My friend Mick thinks the digital diaspora is abducting gesture, perhaps a perfect description for a very difficult and complex condition. Gesture is what protects us, allows for pauses, circumspection, another way of reading each other. The monkey in Untitled (Human Mask) exhibits a lot of gesture. The monkey tries to write her own story through complex articulations of her body, attached to an intense curiosity. But gesture can also diminish, if an attached meaning reduces the subject to stereotype, undermining the subject's self-worth. This record of how gesture works is captured by the other star of Huyghe's production: the contemporary camera. The camera seems as curious about the monkey's gestures as the monkey is about all the things that distract him.

The gesture-less mask makes it seem as if the monkey is perpetually in deep thought.

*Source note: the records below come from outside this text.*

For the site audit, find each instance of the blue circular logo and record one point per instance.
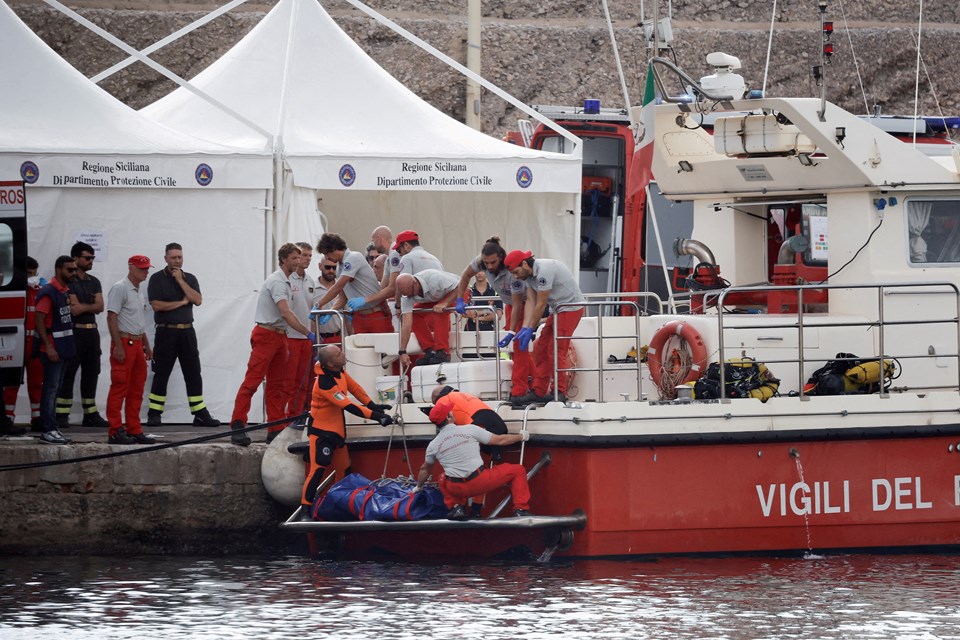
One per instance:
(524, 177)
(347, 175)
(29, 172)
(203, 174)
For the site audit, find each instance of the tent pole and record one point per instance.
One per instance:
(472, 112)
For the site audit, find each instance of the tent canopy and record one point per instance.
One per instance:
(99, 171)
(376, 152)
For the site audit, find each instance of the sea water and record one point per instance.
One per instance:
(144, 598)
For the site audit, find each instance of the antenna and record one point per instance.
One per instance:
(826, 52)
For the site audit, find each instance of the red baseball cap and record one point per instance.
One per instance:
(515, 257)
(405, 236)
(440, 411)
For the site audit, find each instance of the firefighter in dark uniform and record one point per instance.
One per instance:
(173, 293)
(327, 431)
(86, 301)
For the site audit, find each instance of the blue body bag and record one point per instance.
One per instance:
(357, 498)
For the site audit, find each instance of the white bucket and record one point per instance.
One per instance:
(388, 389)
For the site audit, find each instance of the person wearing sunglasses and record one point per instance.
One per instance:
(54, 326)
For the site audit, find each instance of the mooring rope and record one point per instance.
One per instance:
(149, 448)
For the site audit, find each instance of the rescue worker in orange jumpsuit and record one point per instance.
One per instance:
(327, 430)
(457, 449)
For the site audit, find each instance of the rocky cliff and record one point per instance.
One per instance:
(553, 52)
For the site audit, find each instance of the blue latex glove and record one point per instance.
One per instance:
(355, 303)
(524, 338)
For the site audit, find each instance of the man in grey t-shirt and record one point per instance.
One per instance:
(549, 283)
(457, 449)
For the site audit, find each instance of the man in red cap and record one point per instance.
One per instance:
(129, 352)
(429, 288)
(549, 283)
(457, 449)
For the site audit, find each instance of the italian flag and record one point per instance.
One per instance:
(640, 166)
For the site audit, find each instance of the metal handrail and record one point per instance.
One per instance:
(883, 290)
(599, 339)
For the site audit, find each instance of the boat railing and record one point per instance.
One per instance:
(881, 324)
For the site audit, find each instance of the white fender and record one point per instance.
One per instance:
(282, 472)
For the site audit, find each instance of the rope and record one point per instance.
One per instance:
(398, 421)
(916, 84)
(671, 376)
(856, 65)
(150, 448)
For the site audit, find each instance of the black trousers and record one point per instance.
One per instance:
(87, 362)
(172, 345)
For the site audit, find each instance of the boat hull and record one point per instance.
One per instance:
(761, 492)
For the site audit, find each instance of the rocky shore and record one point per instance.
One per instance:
(556, 52)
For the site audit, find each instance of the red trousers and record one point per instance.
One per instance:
(34, 370)
(377, 322)
(565, 324)
(455, 493)
(126, 387)
(269, 357)
(522, 362)
(298, 383)
(432, 329)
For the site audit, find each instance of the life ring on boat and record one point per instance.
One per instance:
(689, 338)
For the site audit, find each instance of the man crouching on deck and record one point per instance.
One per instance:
(457, 448)
(327, 431)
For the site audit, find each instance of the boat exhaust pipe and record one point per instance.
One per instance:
(688, 247)
(791, 247)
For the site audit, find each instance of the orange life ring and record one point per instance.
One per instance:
(688, 335)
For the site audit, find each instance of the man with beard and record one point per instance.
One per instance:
(129, 351)
(54, 325)
(331, 332)
(173, 293)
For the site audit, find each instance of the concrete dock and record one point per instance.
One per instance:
(194, 498)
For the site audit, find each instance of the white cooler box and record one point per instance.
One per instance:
(476, 378)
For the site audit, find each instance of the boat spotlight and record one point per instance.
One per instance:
(841, 135)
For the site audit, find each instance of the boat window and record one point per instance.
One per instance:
(933, 231)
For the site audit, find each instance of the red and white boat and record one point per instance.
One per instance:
(854, 238)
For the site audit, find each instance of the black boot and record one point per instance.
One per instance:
(239, 439)
(96, 420)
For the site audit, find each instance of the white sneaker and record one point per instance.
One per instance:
(54, 437)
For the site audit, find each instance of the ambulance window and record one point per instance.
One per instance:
(6, 254)
(556, 144)
(933, 231)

The mask flattens out and removes hesitation, distraction, boredom. I'm wondering all the time as I watch: What can she be thinking? Perhaps, given the presumed end of humanity going on outside, he's thinking that the human species never really gave birth to anything; that they only took lives, and eventually took their own. Descartes thought that monkeys and humans had almost identical brains, except for the penal gland, pea-sized or less, living secretly in the centre of the human brain. The penal gland, according to Descartes, is the soul, what gives us our difference, all of our human intelligence, our ability to cry, love, argue and, importantly, to feel shame. Jacques Derrida says shame is a human-beast differential test.

In The Animal That Therefore I Am (2002), Derrida describes the shame he feels when an animal sees him naked:

I often ask myself, just to see who I am – and who I am (following) at the moment when, caught naked, in silence, by the gaze of an animal, for example the eyes of the cat, I have trouble, yes, a bad time overcoming my embarrassment. […] It is as if I were ashamed, therefore naked in front of this cat, but also ashamed for being ashamed.48

Clothing is proper to humans; no other animal would bother. They feel none of the shame that we do at our nakedness, they don't overinvest in the sight of genitals. They are naked without even knowing it. What is Derrida ashamed of? ‘Ashamed of being as naked as a beast.’ 49 But a beast cannot be naked, if it has no idea of what ‘not naked’ is; perhaps being naked for it is much like being clothed for us. Would a monkey ever arrive for dinner without first making sure she was naked? Ham, son of Noah, sees his father naked and as a consequence is cursed. Ham is forced into exile and his descendants continue to carry that curse. With typical malevolence, European Christianity, through the middle ages and into the Enlightenment, considered Africans to be the descendants of Ham; subjection, hatred and fear of African people was considered justified on the back of this original curse.

Why is the mask white? Monkeys are almost never ‘white’, the exception being the rare white spider monkeys of Central America. In traditional Noh theatre, a white onna-men (mask) is typically worn by men to signify that they are playing a woman of refined character.50 But a white mask can also be whiteface. This never occurred to me when I first encountered Untitled (Human Mask) and watched it over and over again in preparation for writing this book; yet it certainly does now.